Wednesday, September 24, 2008

Small Town Blues


I'd like to tag-team with Tom's post from his visit to Newark, Ohio, home of the Newark Mounds, an ancient Native American site recently listed with the United Nations, and home of the Longaberger Basket headquarters which is itself a breathtaking architectural achievement and worthy of a visit all on its own. Let's take another visit to the small town.

In the 1920s Sinclair Lewis became the first American to win the Nobel Prize in literature by savagely ridiculing small town America. In novels like Main Street (set in the semi-fictional town of Gopher Prairie, MN) and Babbitt Lewis skewered the small town as a place of small people with small minds. A place where the lucky escaped and the unlucky were trapped.

When he wrote, the midwestern small town was at its apex, and to visit any of them today you can see the evidence of that prosperity and pride in what remains of the architecture - an imposing court house or city hall; a town square (usually with a Civil War memorial); a block or two of fine commercial buildings facing the square; elegant residential streets just off the square.

By the 1920s the midwestern small town had also fixed itself in the American imagination as the embodiment of what was quintessentially American; indeed, by the 1920s the midwest itself had fixed itself in the American imagination as the American "heartland." It managed to balance industry and agriculture, city and country, "native" and immigrant. And it prided itself on a certain kind of progressivism - the midwest, after all, produced the American socialist leader Eugene V. Debs (Indiana), Fightin' Bob LaFollette, governor of Wisconsin, the skyscraper (born in Chicago) and Frank Lloyd Wright.

Nearly one hundred years later, the midwestern small town is an endangered species. To drive across Ohio, or Indiana, or Illinois is to come through dozens of these places that are shells of their former selves. The court house is still there; the commercial district is now 1/3 vacant; what remains tends to thrift shops and social service agencies; many of the houses are ill-maintained and several are empty altogether.

In some ways, what has happened to the small town is exactly what has happened to the big rust belt cities, only in microcosm. The town's one big employer - maybe a grain elevator or a small manufacturing operation - closes and leaves; a bypass around the town gets built in the name of traffic efficiency and "progress"; then a shopping center, complete with a big box store opens at one end, the "downtown" is drained of its economic life; people move out to the "suburbs" near the bypass - often a small subdevelopment or trailer park; and voila! mini urban decay.

Historian Richard Davies has written a lovely little book about this called Main Street Blues - a history of Camden, Ohio, the town where he grew up. As it happens, it was also the home of Sherwood Anderson, the first American novelist to write about the dark side of American small-town life.

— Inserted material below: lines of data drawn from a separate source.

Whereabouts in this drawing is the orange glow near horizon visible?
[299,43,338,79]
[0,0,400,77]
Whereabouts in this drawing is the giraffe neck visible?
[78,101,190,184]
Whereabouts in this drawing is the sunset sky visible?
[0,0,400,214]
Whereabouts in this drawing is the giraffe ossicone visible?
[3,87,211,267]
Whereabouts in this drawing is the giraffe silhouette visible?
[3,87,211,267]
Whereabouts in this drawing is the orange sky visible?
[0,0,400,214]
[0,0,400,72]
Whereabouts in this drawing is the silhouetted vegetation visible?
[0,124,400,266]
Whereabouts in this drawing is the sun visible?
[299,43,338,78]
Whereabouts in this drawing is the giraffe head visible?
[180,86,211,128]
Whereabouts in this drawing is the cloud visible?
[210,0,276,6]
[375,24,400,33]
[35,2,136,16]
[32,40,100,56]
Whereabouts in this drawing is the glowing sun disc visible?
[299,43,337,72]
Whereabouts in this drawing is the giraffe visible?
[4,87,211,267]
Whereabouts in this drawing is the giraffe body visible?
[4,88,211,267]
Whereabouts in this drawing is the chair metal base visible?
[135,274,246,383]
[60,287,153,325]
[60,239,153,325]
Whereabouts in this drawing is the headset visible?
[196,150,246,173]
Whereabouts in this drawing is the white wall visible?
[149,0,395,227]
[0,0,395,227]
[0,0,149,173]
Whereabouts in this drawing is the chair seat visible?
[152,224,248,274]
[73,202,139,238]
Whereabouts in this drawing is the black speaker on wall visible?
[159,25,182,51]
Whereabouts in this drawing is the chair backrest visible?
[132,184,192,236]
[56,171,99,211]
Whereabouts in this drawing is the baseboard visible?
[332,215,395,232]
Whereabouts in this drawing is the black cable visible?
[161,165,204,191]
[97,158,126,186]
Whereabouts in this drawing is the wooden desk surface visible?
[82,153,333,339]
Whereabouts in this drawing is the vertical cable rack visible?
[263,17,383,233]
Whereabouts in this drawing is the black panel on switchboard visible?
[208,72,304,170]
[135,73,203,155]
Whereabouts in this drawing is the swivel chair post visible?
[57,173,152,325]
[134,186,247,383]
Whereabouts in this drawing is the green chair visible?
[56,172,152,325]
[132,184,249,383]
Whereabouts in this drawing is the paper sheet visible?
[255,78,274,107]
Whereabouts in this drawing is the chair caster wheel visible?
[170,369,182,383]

Because the small town as a living entity is disappearing, we cling to its symbolism even more tenaciously. This is what the McSame campaign is tapping into - a yearning on the part of many people who live in anonymous apartment complexes (of the sort where my daughter and I went door-to-door last weekend) or equally anonymous housing developments whose major advantage is easy access to an on-ramp. Demographically speaking, a small fraction of Americans actually live in small towns; a much larger percentage wish they did.

A final thought for now about the small town. Last year the Times published some numbers about Iraq war casualties. I don't remember them precisely, but the upshot of the piece was that a hugely disproportionate number of casualties come for towns of 10,000 and smaller. If Vietnam was fought disproportionately by African Americans from the city, then this is a small-town war. That alone is a sad commentary on the opportuntities facing 18yr olds graduating from under-funded high schools in small towns today.

But perhaps that also explains why there has been so little public outcry about it. We love the idea of the small town, but we don't really want to live there, facing a choice between the night shift at Wal-Mart and the army. The war is being fought by people from those places we invoke as part of our national mythology but whose reality we have otherwise largely forgotten. Places we barely notice as we zip by on the bypass.

UPDATE: For those architect wannabes, I've added a photo of the Longaberger HQ above. Tom S.

3 comments:

Anonymous said...

Steve I think you should have called this post "To Hell in a Handbasket"

Sator Arepo said...

Great post, sir.

Anonymous said...

I just want to concur that the Newark Mounds are well worth a visit. The total site is enormous. It's an amazing piece of pre-Columbian heritage scattered across an Ohio town.